Thanks for subscribing! I'll talk more about these issues in future posts, so we'll have to continue this discussion.
So glad you've made it to this milestone!
Glad to hear, too, that you're in agreement with the superforecaster medians from XPT. You have a lot more experience forecasting questions about catastrophe than I do.
Thanks, Kjirste! I'm very fortunate to have made such a good recovery.
I'm likewise glad the superforecaster medians lined up with my own views. I sometimes felt isolated as a catastrophic risk researcher who didn't think catastrophe was imminent. Why do you think the superforecasters and the experts were unable to convince one another? What do you think was the source of the disagreement between the two groups?
So many reasons! I wrote a bit about it the other day: https://medium.com/@kjirstecm/ai-forecasting-thoughts-on-comments-about-fris-xpt-report-8bb77b910070 and I also agree with comments I've seen elsewhere about it being long, and perhaps people became tired. It was difficult to keep track of discussions with so many questions, many inter-related (16 required, but each had 9 specific forecasts iirc, and then there were as many as possible of the rest of the 59 questions to deal with). Pages 40 and 41 of the report also summarize some of the interaction difficulties - it did feel like a stalemate at times.
What you wrote is really interesting! I've been struck by the religious quality of AI risk arguments too. This isn't an ordinary question to many people; it's deeply-held eschatology.
I wonder if thinking of the difference that way suggests an alternative way to fostering communication between groups? Or maybe it just means that agreement of any sort will be harder to reach.

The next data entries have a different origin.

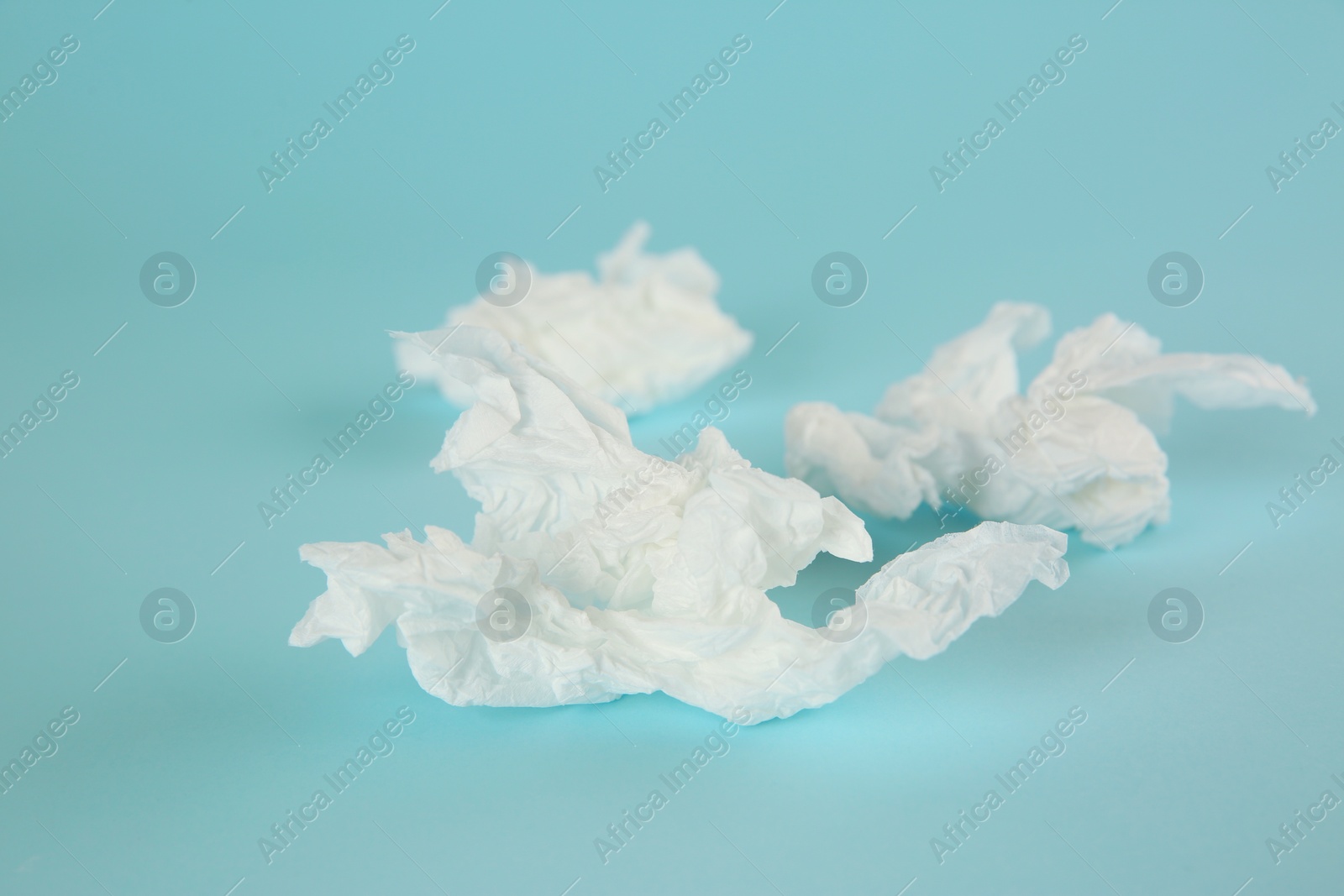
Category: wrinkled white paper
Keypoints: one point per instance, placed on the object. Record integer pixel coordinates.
(1074, 452)
(648, 331)
(640, 574)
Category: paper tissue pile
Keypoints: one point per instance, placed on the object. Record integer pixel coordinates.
(1074, 452)
(597, 570)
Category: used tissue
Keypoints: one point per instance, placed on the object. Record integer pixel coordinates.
(648, 331)
(597, 570)
(1074, 452)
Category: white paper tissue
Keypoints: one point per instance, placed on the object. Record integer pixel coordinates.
(1074, 452)
(597, 570)
(648, 331)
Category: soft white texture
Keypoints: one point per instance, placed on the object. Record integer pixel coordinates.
(664, 593)
(942, 432)
(648, 331)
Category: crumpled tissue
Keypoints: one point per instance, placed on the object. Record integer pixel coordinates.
(648, 331)
(597, 570)
(1075, 450)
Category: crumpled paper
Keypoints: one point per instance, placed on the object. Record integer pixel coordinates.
(648, 331)
(597, 570)
(1077, 450)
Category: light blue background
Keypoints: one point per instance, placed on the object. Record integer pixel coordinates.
(824, 137)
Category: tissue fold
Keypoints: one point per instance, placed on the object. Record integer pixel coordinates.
(1077, 450)
(648, 331)
(597, 570)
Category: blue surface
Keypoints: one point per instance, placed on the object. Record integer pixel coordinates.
(822, 140)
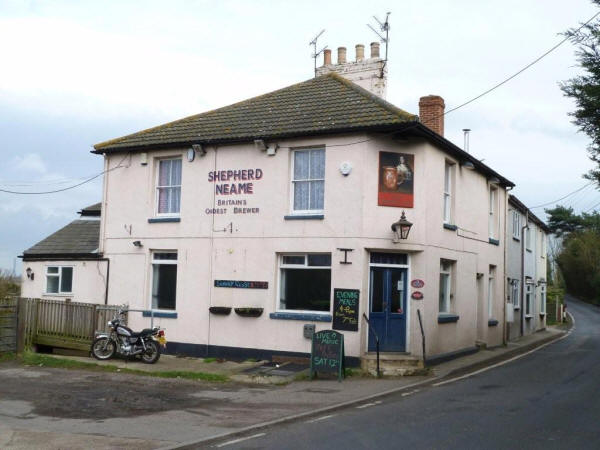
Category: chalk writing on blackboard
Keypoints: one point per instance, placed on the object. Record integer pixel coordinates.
(327, 353)
(345, 309)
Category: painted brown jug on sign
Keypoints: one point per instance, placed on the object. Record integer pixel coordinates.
(390, 177)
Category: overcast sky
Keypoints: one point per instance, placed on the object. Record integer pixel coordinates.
(77, 73)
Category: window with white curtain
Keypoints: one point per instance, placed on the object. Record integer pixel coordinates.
(59, 280)
(168, 187)
(543, 299)
(491, 286)
(448, 168)
(493, 212)
(516, 224)
(446, 269)
(516, 293)
(308, 181)
(528, 299)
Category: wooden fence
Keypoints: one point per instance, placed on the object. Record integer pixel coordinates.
(58, 323)
(8, 325)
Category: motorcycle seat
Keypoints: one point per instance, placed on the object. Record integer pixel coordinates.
(144, 332)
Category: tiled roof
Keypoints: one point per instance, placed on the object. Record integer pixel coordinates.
(78, 238)
(324, 104)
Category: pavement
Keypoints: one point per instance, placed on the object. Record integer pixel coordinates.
(548, 399)
(172, 413)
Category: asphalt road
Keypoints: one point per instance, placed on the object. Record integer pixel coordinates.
(547, 399)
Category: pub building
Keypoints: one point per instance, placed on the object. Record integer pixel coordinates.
(316, 206)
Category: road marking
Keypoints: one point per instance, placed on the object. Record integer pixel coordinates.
(410, 393)
(501, 363)
(235, 441)
(367, 405)
(321, 418)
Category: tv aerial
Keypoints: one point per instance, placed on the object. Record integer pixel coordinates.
(383, 34)
(316, 54)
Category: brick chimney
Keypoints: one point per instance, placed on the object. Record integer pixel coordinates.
(431, 113)
(368, 73)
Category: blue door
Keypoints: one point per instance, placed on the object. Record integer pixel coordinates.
(387, 315)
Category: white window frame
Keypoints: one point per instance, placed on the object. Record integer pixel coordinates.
(303, 212)
(542, 244)
(154, 262)
(515, 290)
(492, 211)
(491, 284)
(159, 187)
(528, 299)
(446, 273)
(59, 275)
(304, 266)
(543, 299)
(516, 224)
(448, 192)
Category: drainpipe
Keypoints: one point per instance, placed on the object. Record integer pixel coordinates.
(523, 245)
(107, 278)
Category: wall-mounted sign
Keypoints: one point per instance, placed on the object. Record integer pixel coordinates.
(396, 171)
(417, 295)
(327, 353)
(418, 284)
(345, 309)
(233, 182)
(242, 284)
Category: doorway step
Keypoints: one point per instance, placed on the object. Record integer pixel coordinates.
(393, 364)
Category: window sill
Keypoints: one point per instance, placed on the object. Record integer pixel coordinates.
(301, 316)
(304, 217)
(163, 314)
(164, 219)
(447, 318)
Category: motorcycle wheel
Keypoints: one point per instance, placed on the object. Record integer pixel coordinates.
(103, 348)
(152, 353)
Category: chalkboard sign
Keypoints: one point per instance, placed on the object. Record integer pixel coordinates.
(345, 309)
(327, 353)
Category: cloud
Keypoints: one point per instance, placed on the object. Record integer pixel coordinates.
(32, 162)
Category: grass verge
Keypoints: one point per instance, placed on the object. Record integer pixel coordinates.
(37, 359)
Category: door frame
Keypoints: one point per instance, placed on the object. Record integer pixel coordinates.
(408, 286)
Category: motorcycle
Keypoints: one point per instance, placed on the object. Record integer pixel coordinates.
(123, 340)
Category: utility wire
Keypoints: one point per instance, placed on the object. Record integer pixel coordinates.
(562, 198)
(496, 86)
(535, 61)
(118, 166)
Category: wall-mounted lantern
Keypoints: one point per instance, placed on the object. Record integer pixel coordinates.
(401, 228)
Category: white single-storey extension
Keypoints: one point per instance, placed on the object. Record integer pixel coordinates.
(67, 264)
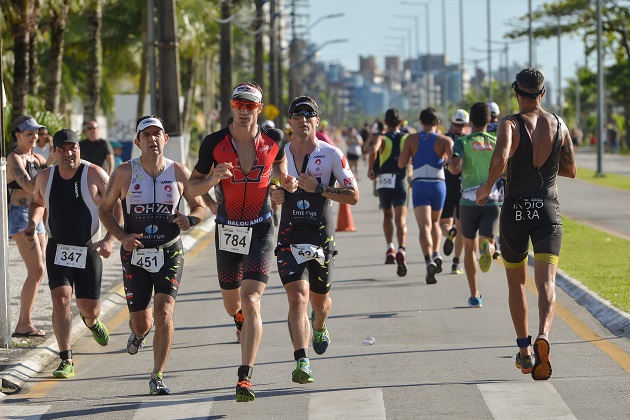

That's a great question. It seems clear that the best forecasters to base their forecasts on fixed religious or ideological beliefs. But l don't most people think that's what they're doing. I always think the cure is to subject our views to an outside view and seek out reasons why we might be wrong. But I don't know how to make sure that's what everyone's doing.
You mention "exasperating" experts that seemed to want "faith". I have noticed this with some people. Yudkowsky's high P(doom) has been particularly confusing to me, as I expected clearer arguments from the father of modern rationalism. I love Rationality A-Z and enjoyed HPMOR but so far I haven't seen a convincing chain of reasoning about AGI from him. But tell me, do any of the experts reason about this the same way I do? https://tellingthefuture.substack.com/p/forecasting-the-end-of-the-world/comment/21536469
Not 100% sure for any one person or question, but I'd say that the general arguments that you lay out were represented among the views expressed in the tournament. Several were expressed by multiple people in their rationales, sometimes from experts, sometimes supers, iirc.
I should also say that there was representation of both cohorts (experts and supers) in saying things that I thought were over the top. I am quite sure that there were experts and supers who found my rationales and forecasts exasperating too.